In 1995, Glamour honored Albright as a Woman of the Year for her work as the U.S. ambassador to the United Nations. (She would go on to become the secretary of state in 1997.) “One of just seven women among the U.N.’s 185 ambassadors—and the only woman on its top-level Security Council—Albright believes that women’s issues like family planning and economic empowerment are as important a part of world politics as treaties and missiles,” Glamour wrote in the profile of the diplomat for the magazine. “She sent that message as chair of the U.S. delegation to the United Nations Fourth World Conference on Women: ‘Coerced abortions and sterilizations, children sold into prostitution, genital mutilation, dowry murders, girls who just turn up “missing”… Some say this is all cultural and there is nothing we can do about it. I say it’s criminal, and we all have an obligation to stop it.’”
Albright’s speech at the awards ceremony later that year also exemplifies how dedicated Albright was toward advancing women across the globe. Her speech, in full, below:
“It is a great honor to represent the United States of America in the United Nations. And I think from hearing about my background you know for someone who wasn’t born here to be able to sit behind that sign every day that says ‘the United States’ is the highest honor of all.

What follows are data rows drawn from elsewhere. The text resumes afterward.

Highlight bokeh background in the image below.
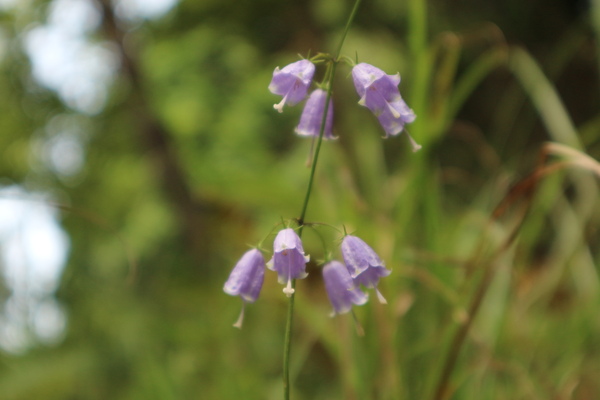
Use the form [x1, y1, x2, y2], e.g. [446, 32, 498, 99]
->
[0, 0, 599, 399]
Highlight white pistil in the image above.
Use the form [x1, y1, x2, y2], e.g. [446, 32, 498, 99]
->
[283, 279, 295, 297]
[273, 95, 288, 113]
[232, 302, 246, 329]
[386, 101, 401, 119]
[406, 131, 422, 153]
[375, 288, 388, 304]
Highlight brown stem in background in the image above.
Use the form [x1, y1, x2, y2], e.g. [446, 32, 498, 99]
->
[431, 144, 564, 400]
[97, 0, 209, 261]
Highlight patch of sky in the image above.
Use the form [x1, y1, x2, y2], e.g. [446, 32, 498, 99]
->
[0, 186, 69, 353]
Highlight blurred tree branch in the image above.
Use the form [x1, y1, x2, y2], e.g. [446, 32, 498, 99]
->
[96, 0, 214, 263]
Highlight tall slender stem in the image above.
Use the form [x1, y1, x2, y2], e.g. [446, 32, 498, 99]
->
[297, 66, 336, 231]
[335, 0, 363, 59]
[282, 1, 362, 399]
[298, 0, 362, 229]
[282, 278, 295, 400]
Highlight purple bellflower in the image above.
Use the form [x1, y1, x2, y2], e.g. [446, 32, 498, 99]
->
[267, 228, 310, 297]
[223, 248, 266, 328]
[295, 89, 335, 140]
[269, 60, 315, 113]
[341, 235, 391, 304]
[352, 63, 421, 151]
[323, 260, 368, 316]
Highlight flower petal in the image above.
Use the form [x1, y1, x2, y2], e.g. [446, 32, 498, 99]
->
[269, 60, 315, 111]
[323, 260, 368, 315]
[295, 89, 335, 140]
[223, 249, 265, 303]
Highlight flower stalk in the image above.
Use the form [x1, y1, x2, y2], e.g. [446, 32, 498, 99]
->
[283, 2, 363, 399]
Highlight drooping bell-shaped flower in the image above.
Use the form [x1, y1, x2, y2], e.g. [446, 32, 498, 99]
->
[352, 63, 420, 150]
[341, 235, 391, 304]
[376, 99, 420, 151]
[295, 89, 335, 140]
[223, 249, 266, 328]
[352, 62, 401, 111]
[323, 260, 368, 316]
[267, 228, 310, 297]
[269, 60, 315, 113]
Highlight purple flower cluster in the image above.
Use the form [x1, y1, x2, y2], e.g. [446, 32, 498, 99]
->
[224, 228, 391, 326]
[223, 228, 309, 328]
[223, 56, 412, 329]
[322, 235, 391, 316]
[268, 59, 418, 146]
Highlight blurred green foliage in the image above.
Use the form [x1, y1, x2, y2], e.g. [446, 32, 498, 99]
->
[0, 0, 599, 399]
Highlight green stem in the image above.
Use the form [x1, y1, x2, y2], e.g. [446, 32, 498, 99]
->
[282, 279, 296, 400]
[335, 0, 363, 62]
[298, 0, 362, 229]
[297, 66, 336, 231]
[282, 2, 362, 399]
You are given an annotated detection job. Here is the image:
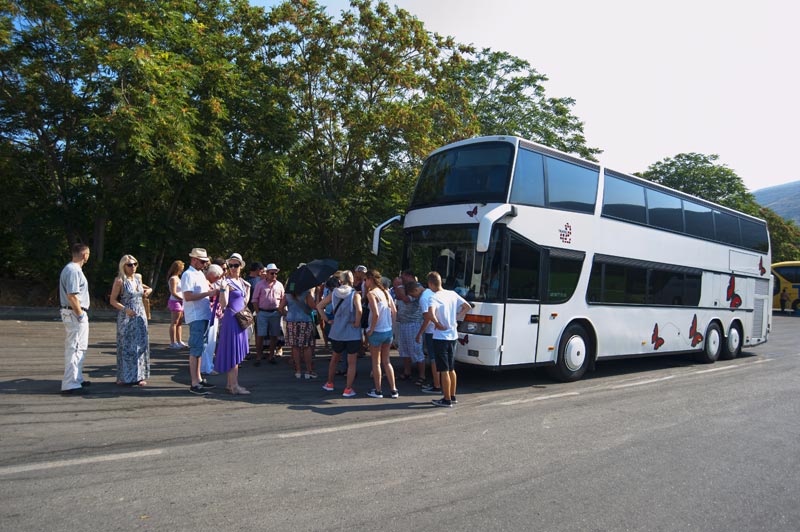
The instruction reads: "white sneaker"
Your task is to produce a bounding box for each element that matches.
[304,372,318,380]
[294,372,302,379]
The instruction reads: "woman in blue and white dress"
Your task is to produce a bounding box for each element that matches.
[110,255,152,386]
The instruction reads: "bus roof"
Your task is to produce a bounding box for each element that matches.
[429,135,767,225]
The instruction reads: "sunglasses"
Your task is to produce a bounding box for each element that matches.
[126,263,138,267]
[228,263,241,269]
[267,271,277,275]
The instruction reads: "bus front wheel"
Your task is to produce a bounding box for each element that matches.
[720,323,742,360]
[548,323,591,382]
[696,322,722,364]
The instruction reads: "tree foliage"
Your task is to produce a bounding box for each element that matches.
[1,0,600,300]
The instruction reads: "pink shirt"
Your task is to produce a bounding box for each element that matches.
[252,279,285,310]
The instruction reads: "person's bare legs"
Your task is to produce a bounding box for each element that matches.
[302,346,314,374]
[439,370,451,401]
[370,344,382,391]
[346,353,358,390]
[255,335,265,362]
[327,352,340,384]
[292,346,302,375]
[381,343,396,392]
[189,356,201,387]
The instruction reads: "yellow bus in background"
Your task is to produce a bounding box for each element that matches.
[772,261,800,312]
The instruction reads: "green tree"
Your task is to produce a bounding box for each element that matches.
[446,48,600,160]
[638,153,800,262]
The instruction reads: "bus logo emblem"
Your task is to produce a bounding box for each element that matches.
[559,223,573,244]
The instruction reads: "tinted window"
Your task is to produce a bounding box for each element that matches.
[508,238,540,300]
[684,201,715,240]
[588,259,700,307]
[774,266,800,283]
[602,176,646,223]
[410,142,513,208]
[714,210,741,246]
[740,218,769,252]
[649,270,685,305]
[509,148,545,207]
[647,189,684,232]
[547,256,583,303]
[546,157,598,213]
[599,263,647,304]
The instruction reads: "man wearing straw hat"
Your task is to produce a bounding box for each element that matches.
[180,247,218,395]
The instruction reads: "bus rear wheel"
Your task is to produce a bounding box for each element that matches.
[720,323,742,360]
[548,323,591,382]
[695,322,722,364]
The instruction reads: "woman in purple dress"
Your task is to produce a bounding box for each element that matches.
[214,253,251,395]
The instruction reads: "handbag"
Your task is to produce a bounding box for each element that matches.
[235,307,254,331]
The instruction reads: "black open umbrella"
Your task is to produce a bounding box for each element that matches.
[287,259,339,293]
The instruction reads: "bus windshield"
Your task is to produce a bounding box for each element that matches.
[409,142,514,208]
[403,226,503,302]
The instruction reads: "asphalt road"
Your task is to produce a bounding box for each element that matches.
[1,310,798,531]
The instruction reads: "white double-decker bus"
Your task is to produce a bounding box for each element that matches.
[373,136,771,381]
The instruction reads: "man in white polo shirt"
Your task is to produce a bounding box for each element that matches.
[59,243,91,395]
[180,247,218,395]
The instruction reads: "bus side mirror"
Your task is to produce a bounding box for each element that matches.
[476,205,516,252]
[372,215,403,256]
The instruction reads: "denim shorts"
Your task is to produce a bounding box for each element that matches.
[256,310,282,338]
[188,319,209,357]
[367,329,393,346]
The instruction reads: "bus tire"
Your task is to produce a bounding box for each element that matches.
[720,323,743,360]
[695,322,722,364]
[547,323,591,382]
[792,300,800,313]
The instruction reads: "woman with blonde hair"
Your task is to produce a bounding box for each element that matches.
[364,269,398,398]
[166,260,187,349]
[110,254,152,386]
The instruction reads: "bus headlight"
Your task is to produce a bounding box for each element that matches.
[458,314,492,336]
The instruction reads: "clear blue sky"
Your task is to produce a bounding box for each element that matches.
[252,0,800,192]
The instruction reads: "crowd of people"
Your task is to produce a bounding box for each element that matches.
[57,244,471,408]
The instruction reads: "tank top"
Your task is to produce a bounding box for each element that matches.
[371,290,393,333]
[329,287,362,342]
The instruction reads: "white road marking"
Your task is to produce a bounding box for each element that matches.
[498,392,580,406]
[0,449,164,476]
[277,412,447,439]
[693,364,741,374]
[611,376,674,389]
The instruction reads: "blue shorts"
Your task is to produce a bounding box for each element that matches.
[367,329,393,346]
[256,310,282,338]
[188,319,209,357]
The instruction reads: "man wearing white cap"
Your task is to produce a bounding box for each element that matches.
[252,263,285,365]
[180,247,218,395]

“When I got to the U.N. I thought, in typical American organizational fashion, that I might in fact gather other women representatives so that we could form a caucus. I asked my assistant to invite the other women to come to lunch. Well, it turned out to be a very small lunch. Out of 185 members, there are six women [other than me] represented, which I think tells you how difficult life is in international affairs for women. So we showed them. First of all, the women that come to lunch are now accused of having unfair access to the American ambassador! And so we have in fact worked together, and I am very proud of something that the United States led, which the other women supported, which involved women judges on the international war crimes tribunal…so those who rape and pillage and murder are going to be brought to justice.
“I also will say that while it is often lonely at the U.N., in being amongst so few women, I feel very proud of what we accomplished under the leadership of Hillary Rodham Clinton when we went to Beijing and told it like it is. Because we delivered a very strong message, and we found not only that we understood each other—the American delegation—but that we were out there in force, about 40,000 women of the world, that delivered the message that there are no bounds to what can happen when women get involved. In any kind of activity, if we speak out loudly, whether it’s on domestic violence or the need for education for girl children or the possibility of entrepreneurship, we can do it all. So I am deeply honored to be here this evening and to accept this award. And let’s keep telling it like it is.”